Rifkin abandons the MCC and government subsidization of fixed costs too soon (although he returns to it occasionally later in the book). He seems to believe that infrastructure financing will come from “hundreds of millions of consumers and taxpayers.” But his arguments don’t fully explain how this will happen. He discusses the Internet and emphasizes that is “owned by everyone and no one” because the Internet “is a system organized by an agreed-upon set of protocols that allows computer networks to communicate with each other.” While this is true, the physical infrastructure networks are indeed owned by companies. He suggests that these “companies are merely providers and facilitators.” But how can that possibly be correct? Ask Netflix whether Comcast is a mere provider or facilitator. The network neutrality debate highlights the fact that physical network owners are anything but passive providers. To the contrary, in their relentless pursuit of profits for their shareholders (a perfectly reasonable objective for for-profit companies, mind you), private companies that own physical infrastructure networks have and will continue to extract rents and exercise control over user activities (by which I mean all higher layer activities by private companies like Google and Netflix and users like you and me) when it is feasible to do so.
If Rifkin’s predictions for the future are correct, the network neutrality fight will recur across a range of different infrastructures. As he says later, “the struggle over network neutrality is, at its core, a battle of paradigms.” While this is correct, Rifkin adroitly sidesteps the difficult infrastructure supply issues and the difficult governance or management issues that follow. He discusses implementation of smart girds in Europe and the potential for super Wi-Fi networks and open spectrum commons to become the underlying communications infrastructure for the Internet of Things. But these possibilities involve such contentious political, economic, and technological battles! Infrastructure owners are in a position to exert control, extract rents, and price well above marginal cost, and their arguments in defense of such practices can be boiled down to the simple supply side issue of recovering fixed costs. This issue needs to be dealt with.
Rifkin attempts to do so in different parts of the book by appealing to the emergence of the Collaborative Commons. Part II of the book extensively discusses commons. As a scholar who’s written quite a lot on commons, I’m happy to go there; I may have the “Commons affliction” he describes.

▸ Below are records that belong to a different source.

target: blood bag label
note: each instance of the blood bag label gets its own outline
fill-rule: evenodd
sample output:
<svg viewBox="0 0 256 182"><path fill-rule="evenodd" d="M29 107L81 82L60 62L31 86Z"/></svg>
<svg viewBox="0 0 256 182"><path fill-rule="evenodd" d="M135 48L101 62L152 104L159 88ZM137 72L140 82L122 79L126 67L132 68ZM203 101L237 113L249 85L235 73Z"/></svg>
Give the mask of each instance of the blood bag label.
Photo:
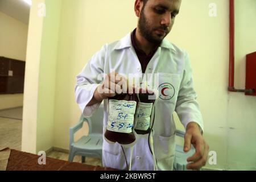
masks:
<svg viewBox="0 0 256 182"><path fill-rule="evenodd" d="M107 129L129 133L134 126L136 101L110 100Z"/></svg>
<svg viewBox="0 0 256 182"><path fill-rule="evenodd" d="M153 103L139 102L138 105L136 130L147 131L150 126L150 115Z"/></svg>

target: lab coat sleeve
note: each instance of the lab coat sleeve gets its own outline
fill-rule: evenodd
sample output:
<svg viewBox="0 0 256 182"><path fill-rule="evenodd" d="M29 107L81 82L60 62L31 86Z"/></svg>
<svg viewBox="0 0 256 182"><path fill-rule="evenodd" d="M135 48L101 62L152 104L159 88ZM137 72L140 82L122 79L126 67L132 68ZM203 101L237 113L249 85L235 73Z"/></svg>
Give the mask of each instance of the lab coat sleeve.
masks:
<svg viewBox="0 0 256 182"><path fill-rule="evenodd" d="M184 69L180 89L177 96L175 111L185 129L191 122L195 122L204 131L203 117L200 110L199 105L196 101L197 95L193 88L192 75L192 68L189 58L184 51Z"/></svg>
<svg viewBox="0 0 256 182"><path fill-rule="evenodd" d="M106 49L106 45L92 57L81 72L76 76L76 100L85 116L92 115L101 104L98 102L87 106L104 78Z"/></svg>

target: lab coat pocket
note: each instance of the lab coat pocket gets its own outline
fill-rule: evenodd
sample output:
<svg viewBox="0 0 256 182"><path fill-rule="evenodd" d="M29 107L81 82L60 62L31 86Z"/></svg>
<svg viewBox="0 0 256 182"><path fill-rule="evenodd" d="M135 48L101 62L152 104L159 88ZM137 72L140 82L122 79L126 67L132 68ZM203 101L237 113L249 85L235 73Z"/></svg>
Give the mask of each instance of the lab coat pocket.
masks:
<svg viewBox="0 0 256 182"><path fill-rule="evenodd" d="M108 151L104 151L103 154L104 155L102 158L103 166L126 170L125 158L123 157L123 155L115 154Z"/></svg>
<svg viewBox="0 0 256 182"><path fill-rule="evenodd" d="M179 74L159 73L158 102L175 104L180 80Z"/></svg>
<svg viewBox="0 0 256 182"><path fill-rule="evenodd" d="M154 144L158 169L172 171L175 153L175 134L168 137L156 136Z"/></svg>

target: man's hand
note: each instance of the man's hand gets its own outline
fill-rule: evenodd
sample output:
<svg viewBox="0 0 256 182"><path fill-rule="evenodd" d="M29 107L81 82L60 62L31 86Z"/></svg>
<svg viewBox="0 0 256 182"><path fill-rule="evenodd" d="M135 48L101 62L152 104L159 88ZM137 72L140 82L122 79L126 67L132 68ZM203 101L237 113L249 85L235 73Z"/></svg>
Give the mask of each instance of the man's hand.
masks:
<svg viewBox="0 0 256 182"><path fill-rule="evenodd" d="M106 75L102 82L95 90L93 97L87 106L101 102L108 97L114 97L117 93L127 93L127 81L126 77L115 72Z"/></svg>
<svg viewBox="0 0 256 182"><path fill-rule="evenodd" d="M184 151L188 152L191 144L196 149L196 152L187 159L190 163L187 165L188 169L199 170L205 166L209 152L209 146L201 134L200 126L196 122L190 122L186 129L184 137Z"/></svg>

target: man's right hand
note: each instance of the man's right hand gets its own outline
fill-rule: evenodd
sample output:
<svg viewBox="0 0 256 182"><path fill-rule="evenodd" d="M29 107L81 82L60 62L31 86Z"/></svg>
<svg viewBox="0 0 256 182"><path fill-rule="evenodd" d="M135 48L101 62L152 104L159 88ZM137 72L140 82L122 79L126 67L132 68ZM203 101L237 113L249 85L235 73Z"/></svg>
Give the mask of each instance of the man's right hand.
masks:
<svg viewBox="0 0 256 182"><path fill-rule="evenodd" d="M127 78L118 73L112 72L105 76L102 84L95 90L94 97L88 106L101 102L104 99L114 97L117 93L127 93Z"/></svg>

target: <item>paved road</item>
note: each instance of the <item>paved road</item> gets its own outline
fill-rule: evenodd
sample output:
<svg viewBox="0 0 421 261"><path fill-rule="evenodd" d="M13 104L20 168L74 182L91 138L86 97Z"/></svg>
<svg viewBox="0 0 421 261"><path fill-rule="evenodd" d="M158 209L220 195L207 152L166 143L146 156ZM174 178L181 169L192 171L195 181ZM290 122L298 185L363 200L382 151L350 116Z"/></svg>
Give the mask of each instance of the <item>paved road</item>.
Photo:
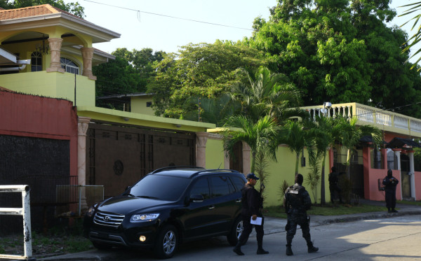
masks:
<svg viewBox="0 0 421 261"><path fill-rule="evenodd" d="M255 237L250 237L242 247L244 256L236 255L226 239L218 237L184 244L171 260L421 260L420 216L316 225L312 227L311 234L314 245L320 248L316 253L307 253L305 241L298 230L291 257L285 255L286 232L275 232L264 237L264 248L269 251L269 255L256 255ZM126 249L79 254L81 261L156 260L152 253Z"/></svg>

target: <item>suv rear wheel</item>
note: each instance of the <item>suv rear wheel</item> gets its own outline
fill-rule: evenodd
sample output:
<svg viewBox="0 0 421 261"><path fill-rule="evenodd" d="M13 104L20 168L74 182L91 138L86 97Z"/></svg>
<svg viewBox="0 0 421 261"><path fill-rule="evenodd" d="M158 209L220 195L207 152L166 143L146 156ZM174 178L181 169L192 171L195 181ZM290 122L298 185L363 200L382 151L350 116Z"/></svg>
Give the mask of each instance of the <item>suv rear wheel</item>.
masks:
<svg viewBox="0 0 421 261"><path fill-rule="evenodd" d="M154 247L155 255L161 259L170 258L178 247L178 233L175 227L167 225L163 227Z"/></svg>
<svg viewBox="0 0 421 261"><path fill-rule="evenodd" d="M236 243L239 241L239 239L243 233L243 220L241 219L241 217L239 217L234 223L231 232L228 236L227 236L228 243L229 243L231 246L234 246L236 245Z"/></svg>

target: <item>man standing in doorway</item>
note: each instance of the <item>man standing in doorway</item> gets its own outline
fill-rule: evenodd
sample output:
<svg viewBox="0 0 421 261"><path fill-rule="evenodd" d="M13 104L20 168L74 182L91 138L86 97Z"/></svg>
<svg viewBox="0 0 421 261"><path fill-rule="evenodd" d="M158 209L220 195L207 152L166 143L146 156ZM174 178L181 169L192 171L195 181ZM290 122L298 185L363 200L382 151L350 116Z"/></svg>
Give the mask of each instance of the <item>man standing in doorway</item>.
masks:
<svg viewBox="0 0 421 261"><path fill-rule="evenodd" d="M396 206L396 185L399 183L399 181L392 176L392 169L388 169L387 176L383 178L383 185L386 192L386 207L389 213L398 212L394 208Z"/></svg>

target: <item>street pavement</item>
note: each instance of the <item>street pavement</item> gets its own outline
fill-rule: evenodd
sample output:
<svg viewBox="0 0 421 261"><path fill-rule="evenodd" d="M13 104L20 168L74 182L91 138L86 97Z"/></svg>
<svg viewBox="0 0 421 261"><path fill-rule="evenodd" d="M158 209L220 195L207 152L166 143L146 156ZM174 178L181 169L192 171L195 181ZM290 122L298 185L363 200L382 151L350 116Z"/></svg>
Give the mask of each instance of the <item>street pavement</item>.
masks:
<svg viewBox="0 0 421 261"><path fill-rule="evenodd" d="M361 200L361 203L384 206L385 202ZM293 256L285 255L286 220L266 217L265 220L264 248L269 255L257 256L255 232L241 248L246 254L238 256L226 237L182 244L173 260L272 260L275 259L309 260L421 260L421 206L398 204L399 213L372 212L335 216L311 216L312 238L319 247L316 253L307 253L307 245L300 230L293 241ZM36 260L154 260L150 251L126 248L88 251L36 258Z"/></svg>

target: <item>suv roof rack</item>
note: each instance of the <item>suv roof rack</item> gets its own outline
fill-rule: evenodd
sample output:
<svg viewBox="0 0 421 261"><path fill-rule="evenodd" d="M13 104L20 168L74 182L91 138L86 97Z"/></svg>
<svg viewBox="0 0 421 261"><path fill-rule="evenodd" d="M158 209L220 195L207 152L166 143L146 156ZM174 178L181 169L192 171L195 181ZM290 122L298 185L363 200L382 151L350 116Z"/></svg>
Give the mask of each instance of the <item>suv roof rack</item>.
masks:
<svg viewBox="0 0 421 261"><path fill-rule="evenodd" d="M155 173L163 171L164 170L178 169L186 169L186 168L190 168L190 169L205 169L205 168L202 168L201 167L197 167L197 166L169 166L169 167L164 167L163 168L155 169L152 172L149 173L149 174L155 174Z"/></svg>
<svg viewBox="0 0 421 261"><path fill-rule="evenodd" d="M193 175L192 175L192 176L197 176L197 175L201 174L202 173L213 172L213 171L230 172L230 173L240 173L239 171L238 171L236 170L234 170L234 169L203 169L203 170L199 171L194 173Z"/></svg>

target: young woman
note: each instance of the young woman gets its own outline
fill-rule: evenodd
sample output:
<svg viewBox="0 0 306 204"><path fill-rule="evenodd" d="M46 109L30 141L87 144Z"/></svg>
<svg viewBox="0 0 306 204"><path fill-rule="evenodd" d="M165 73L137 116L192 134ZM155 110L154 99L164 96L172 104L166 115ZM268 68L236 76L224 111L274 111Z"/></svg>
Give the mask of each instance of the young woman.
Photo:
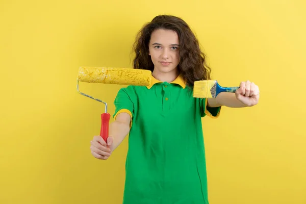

One telling example is his discussion of the Tennessee Valley Authority project. He returns to the MCC and explains how “Hotelling’s contentions and best-case example turned out to be correct.” The federal government played a major role in underwriting the rural electrification project and ultimately “threw its support to a distributed, collaborative, laterally scaled economic institution—the cooperative…” This “third approach,” he suggests, provides a reasonable way to deal with the supply side questions while sustaining infrastructure commons. This is intriguing but incomplete. Much remains to be seen about how this would play out in various communities and contexts and with respect to various infrastructures. Nonetheless, it, like so much of Rifkin’s book, forces you to stop and think about the possibilities for the future.